The other Livent executives present at the meeting left in disgust, Friendly said in the letter, one of them uttering “I can’t take this.” But Gottlieb continued to lay into Friendly adding: “Who the fuck do you think you are to tell me how to address you in my office? I’ll do what I want. I run this company.”

Friendly threatened to take her concerns to the company’s board and said her only regret was allowing the situation to continue as long as it had. A week later, Drabinsky made good on his word and Friendly was terminated. Gottlieb wrote in a letter presented in court that Friendly’s services were being terminated because “your work relationship with senior management has progressively deteriorated,” the court heard.
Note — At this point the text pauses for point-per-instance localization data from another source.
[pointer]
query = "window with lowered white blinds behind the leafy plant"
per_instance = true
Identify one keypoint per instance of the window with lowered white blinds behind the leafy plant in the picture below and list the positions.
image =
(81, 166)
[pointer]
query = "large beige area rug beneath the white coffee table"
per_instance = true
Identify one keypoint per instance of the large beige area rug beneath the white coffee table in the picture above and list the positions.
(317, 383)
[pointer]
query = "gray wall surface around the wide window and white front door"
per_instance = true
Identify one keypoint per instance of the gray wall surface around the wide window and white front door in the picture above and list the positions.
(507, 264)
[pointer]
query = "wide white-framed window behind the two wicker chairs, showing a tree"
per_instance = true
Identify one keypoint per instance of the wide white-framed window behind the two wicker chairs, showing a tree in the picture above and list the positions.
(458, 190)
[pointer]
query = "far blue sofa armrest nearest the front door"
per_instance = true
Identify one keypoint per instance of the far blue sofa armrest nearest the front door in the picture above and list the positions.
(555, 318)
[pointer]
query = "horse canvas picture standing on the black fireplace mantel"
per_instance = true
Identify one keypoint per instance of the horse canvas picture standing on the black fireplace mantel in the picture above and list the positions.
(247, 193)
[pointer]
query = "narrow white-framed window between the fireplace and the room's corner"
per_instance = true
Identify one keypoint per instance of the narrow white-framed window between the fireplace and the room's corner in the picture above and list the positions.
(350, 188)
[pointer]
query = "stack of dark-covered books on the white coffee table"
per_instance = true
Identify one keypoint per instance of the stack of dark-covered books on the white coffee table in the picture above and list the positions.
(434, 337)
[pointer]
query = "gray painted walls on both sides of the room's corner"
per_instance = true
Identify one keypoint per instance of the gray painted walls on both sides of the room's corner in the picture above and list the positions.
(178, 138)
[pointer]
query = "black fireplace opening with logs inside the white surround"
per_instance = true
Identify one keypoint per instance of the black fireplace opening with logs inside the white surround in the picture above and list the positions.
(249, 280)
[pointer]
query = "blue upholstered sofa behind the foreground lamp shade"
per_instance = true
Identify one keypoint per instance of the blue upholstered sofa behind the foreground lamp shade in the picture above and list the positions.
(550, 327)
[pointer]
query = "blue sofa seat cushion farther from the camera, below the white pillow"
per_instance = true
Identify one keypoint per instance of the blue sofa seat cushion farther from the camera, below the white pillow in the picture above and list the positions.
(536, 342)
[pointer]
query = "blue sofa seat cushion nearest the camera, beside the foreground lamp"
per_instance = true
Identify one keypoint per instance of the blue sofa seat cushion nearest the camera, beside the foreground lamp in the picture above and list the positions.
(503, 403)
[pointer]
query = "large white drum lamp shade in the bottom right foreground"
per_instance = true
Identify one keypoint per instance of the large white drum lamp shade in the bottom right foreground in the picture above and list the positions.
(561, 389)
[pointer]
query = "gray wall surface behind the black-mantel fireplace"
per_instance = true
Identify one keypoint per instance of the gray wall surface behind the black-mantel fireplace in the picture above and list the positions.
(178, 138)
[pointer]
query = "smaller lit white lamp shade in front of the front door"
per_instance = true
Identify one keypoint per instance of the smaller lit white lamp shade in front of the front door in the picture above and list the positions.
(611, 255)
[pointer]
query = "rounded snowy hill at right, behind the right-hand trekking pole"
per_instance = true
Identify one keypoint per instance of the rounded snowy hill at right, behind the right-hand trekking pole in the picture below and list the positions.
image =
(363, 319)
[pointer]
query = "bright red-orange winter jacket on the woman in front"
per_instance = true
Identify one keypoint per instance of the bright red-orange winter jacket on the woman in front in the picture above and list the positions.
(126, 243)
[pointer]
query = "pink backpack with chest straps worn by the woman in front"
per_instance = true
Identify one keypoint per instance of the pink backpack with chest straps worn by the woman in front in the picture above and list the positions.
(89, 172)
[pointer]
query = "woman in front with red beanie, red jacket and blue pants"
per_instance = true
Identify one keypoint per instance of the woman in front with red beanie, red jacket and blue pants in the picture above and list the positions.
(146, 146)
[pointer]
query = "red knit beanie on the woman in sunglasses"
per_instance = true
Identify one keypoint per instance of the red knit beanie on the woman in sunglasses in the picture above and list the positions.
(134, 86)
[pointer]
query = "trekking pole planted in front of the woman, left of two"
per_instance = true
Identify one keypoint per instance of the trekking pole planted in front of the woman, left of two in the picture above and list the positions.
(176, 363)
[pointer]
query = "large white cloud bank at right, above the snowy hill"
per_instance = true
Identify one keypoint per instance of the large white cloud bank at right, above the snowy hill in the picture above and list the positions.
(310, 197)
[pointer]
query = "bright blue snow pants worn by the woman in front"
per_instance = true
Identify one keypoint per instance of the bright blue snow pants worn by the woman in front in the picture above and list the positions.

Drabinsky and Myron Gottlieb have pleaded not guilty to two counts of fraud and one count of forgery.

It wasn’t clear from either Drabinsky’s or Gottlieb’s letters what concerns prompted such an angry reaction. Questions about the Friendly letter were cut short when Eddie Greenspan, the defence lawyer representing Drabinsky, objected to the presentation of the letter during his examination of Gordon Eckstein, Livent’s former senior vice president of finance and administration.

Chief Livent prosecutor Robert Hubbard argued that the letter illustrated the tense atmosphere that existed at Livent and the fact that Drabinsky had total control over the company. At the urging of Madame Justice Mary Lou Benotto, the judge overseeing the case, prosecutors moved on.

But that was not the only time Friendly complained about problems at Livent. Hubbard showed the court an earlier letter written in March 1996 by Gottlieb to Friendly in which he appears to be replying to a letter of complaint from the executive. The letter does not reveal the source of Friendly’s concerns, but Gottlieb wrote that there is much in her letter that he does not agree with and warns her not to take any action that would cause “disruption or discord amongst Livent employees or jeopardize the Livent financing efforts.” At the time Livent was engaged in a large — and ultimately successful — equity financing in the U.S., Eckstein testified.

This is not the first time the court has heard of Drabinsky’s allegedly abusive behavior toward employees. Quarterly financial meetings where company executives would gather to review the company’s flagging financial performance and discuss accounting schemes to improve its reported results were often loud and tumultuous affairs, Eckstein testified earlier in the day. During particularly acrimonious meetings Drabinsky would instruct Eckstein to sit in a chair in front of his desk: “That way it would be easier for him to strangle me,” Eckstein told the court.